One of the key players in the drama around Sino-Forest Corp., the onetime multibillion-dollar Toronto-listed forestry firm that collapsed amid fraud allegations, has made a deal with Ontario's securities regulator to settle the case against him.

The Ontario Securities Commission said Tuesday it had scheduled a hearing on July 21 to review a potential settlement with David Horsley, the former senior vice-president and chief financial officer of Sino-Forest, which went into a tailspin after a short-seller alleged it was a "Ponzi scheme" in 2011.

Details of the proposed settlement were not made public. A lawyer for Mr. Horsley, Peter Wardle, declined to comment in advance of the settlement hearing.

Word of the potential deal comes just two and a half months before a full hearing on the OSC's allegations against Sino-Forest and its other key executives is to begin in September -- a keenly anticipated proceeding expected to shed light on the biggest scandal to hit Canada's capital markets since Bre-X shook Bay Street in the 1990s with its fake gold results.

According to court documents, Mr. Horsley was fired from Sino-Forest in September 2012, four months after the OSC issued its notice of allegations against the company and a list of its key executives in May of that year. He had remained on the payroll after stepping down as CFO in April 2012, after the OSC warned the company that it was going to issue formal allegations.

Once the highest-ranking Canadian at Sino-Forest, Mr. Horsley did not face the fraud allegations the OSC levelled against the company's other former executives, including former chairman and chief executive officer Allen Chan. Instead, the OSC alleged only that he "did not comply with Ontario securities law and acted contrary to the public interest."

Sino-Forest Corp. grew quickly and became the largest forestry company listed on the Toronto Stock Exchange, with a market capitalization of $6-billion and claims that it had $3-billion in timber holdings in China. But it made headlines in 2011 after allegations from a previously unknown short seller, Carson Block and his firm Muddy Waters LLC, sent the company's stock plunging and sparked investigations by securities regulators and the RCMP.

A year later in May 2012, the OSC alleged that the company and some of its key executives had engaged in a "complex fraudulent scheme to inflate the assets and revenue of Sino-Forest" and made "materially misleading statements in Sino-Forest's public disclosure record related to its primary business."
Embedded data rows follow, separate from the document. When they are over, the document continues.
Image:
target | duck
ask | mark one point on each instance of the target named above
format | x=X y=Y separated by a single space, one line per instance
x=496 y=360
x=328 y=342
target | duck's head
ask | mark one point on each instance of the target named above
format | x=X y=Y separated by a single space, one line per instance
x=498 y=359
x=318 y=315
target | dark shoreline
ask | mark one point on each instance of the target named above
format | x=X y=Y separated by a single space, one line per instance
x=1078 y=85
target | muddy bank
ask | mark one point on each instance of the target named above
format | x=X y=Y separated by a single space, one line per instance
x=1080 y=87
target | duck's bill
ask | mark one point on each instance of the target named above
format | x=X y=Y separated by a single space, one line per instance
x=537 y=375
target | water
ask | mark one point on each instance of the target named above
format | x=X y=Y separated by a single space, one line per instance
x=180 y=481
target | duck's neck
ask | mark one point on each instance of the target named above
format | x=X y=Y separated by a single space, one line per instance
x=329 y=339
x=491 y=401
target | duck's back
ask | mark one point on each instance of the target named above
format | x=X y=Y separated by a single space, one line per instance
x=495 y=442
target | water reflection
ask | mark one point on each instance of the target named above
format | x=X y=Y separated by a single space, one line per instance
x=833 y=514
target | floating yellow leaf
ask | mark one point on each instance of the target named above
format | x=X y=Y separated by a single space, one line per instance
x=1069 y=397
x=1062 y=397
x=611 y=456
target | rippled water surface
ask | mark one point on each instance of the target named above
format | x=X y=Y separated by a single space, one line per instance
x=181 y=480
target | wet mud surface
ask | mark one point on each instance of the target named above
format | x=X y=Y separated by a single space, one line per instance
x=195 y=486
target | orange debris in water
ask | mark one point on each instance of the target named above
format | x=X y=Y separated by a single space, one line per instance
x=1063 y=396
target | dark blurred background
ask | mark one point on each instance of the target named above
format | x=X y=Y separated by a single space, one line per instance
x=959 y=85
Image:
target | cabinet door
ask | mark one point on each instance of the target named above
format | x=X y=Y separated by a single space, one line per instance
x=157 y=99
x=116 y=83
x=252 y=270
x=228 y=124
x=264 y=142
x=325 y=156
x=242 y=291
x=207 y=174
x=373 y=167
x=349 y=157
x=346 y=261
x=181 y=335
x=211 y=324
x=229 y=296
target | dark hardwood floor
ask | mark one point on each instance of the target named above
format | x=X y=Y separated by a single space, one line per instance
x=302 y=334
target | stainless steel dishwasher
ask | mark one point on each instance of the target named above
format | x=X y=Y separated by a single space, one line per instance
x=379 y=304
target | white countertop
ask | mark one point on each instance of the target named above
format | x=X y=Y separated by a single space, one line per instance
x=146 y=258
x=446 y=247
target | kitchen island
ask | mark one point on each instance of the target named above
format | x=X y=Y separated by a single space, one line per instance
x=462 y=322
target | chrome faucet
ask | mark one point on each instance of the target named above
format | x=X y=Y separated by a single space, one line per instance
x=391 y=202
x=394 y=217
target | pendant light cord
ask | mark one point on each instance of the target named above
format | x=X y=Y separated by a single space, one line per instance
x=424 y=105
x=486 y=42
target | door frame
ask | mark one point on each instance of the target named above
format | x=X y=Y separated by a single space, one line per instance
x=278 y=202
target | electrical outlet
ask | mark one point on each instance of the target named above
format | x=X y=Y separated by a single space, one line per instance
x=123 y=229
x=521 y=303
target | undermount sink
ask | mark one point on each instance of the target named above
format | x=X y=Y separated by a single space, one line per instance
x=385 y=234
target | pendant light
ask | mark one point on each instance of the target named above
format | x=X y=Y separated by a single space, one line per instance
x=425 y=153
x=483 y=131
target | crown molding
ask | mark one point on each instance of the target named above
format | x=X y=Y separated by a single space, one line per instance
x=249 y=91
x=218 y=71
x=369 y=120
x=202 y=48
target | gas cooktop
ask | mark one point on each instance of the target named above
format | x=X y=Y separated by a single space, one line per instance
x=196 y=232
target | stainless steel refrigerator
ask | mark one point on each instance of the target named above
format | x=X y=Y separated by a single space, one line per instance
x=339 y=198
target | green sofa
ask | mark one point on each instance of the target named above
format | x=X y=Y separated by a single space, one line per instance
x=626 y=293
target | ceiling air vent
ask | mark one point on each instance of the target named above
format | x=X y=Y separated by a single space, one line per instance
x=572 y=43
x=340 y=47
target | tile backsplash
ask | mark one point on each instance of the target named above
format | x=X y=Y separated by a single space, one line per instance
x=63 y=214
Essentially, the company was alleged to have misled investors and auditors and falsified evidence of its timber holdings in China, as well as engaging a web of corporate entities in a series of transactions between related parties.

The allegations against the company and its executives have not been proved. Sino-Forest and its executives have denied the allegations.

According to the OSC's statement of allegations from 2012, the regulator alleged that Mr. Horsley "knew or ought to have known" that purchase contracts and other documentation intended to back up the company's claims about its timber in China were "deceitfully" created and that auditors were relying on them "as proof of ownership of Sino-Forest's Standing Timber assets."

The OSC alleged that Mr. Horsley, as the company's CFO, "authorized, permitted or acquiesced" in the company's commission of its "standing timber fraud" and in the "making of materially misleading statements."

Typically, in settlements with the OSC, the regulator agrees to drop proceedings in exchange for a monetary payment and an admission of some sort of wrongdoing, although the regulator recently said that in certain cases it will allow settlements where admitting wrongdoing is not required. The OSC also has the power to issue trading bans and ban people from serving as corporate directors.

Sino-Forest's auditors, Ernst & Young LLP, have already settled allegations made by shareholders in class action related to Sino-Forest, handing over a massive $117-million to burned shareholders. But Ernst & Young still faces allegations from the OSC that it showed a "lack of diligence" in scrutinizing Sino-Forest's books, and a separate hearing on that case is scheduled for November. The accounting firm has denied the allegations, which have not been proved.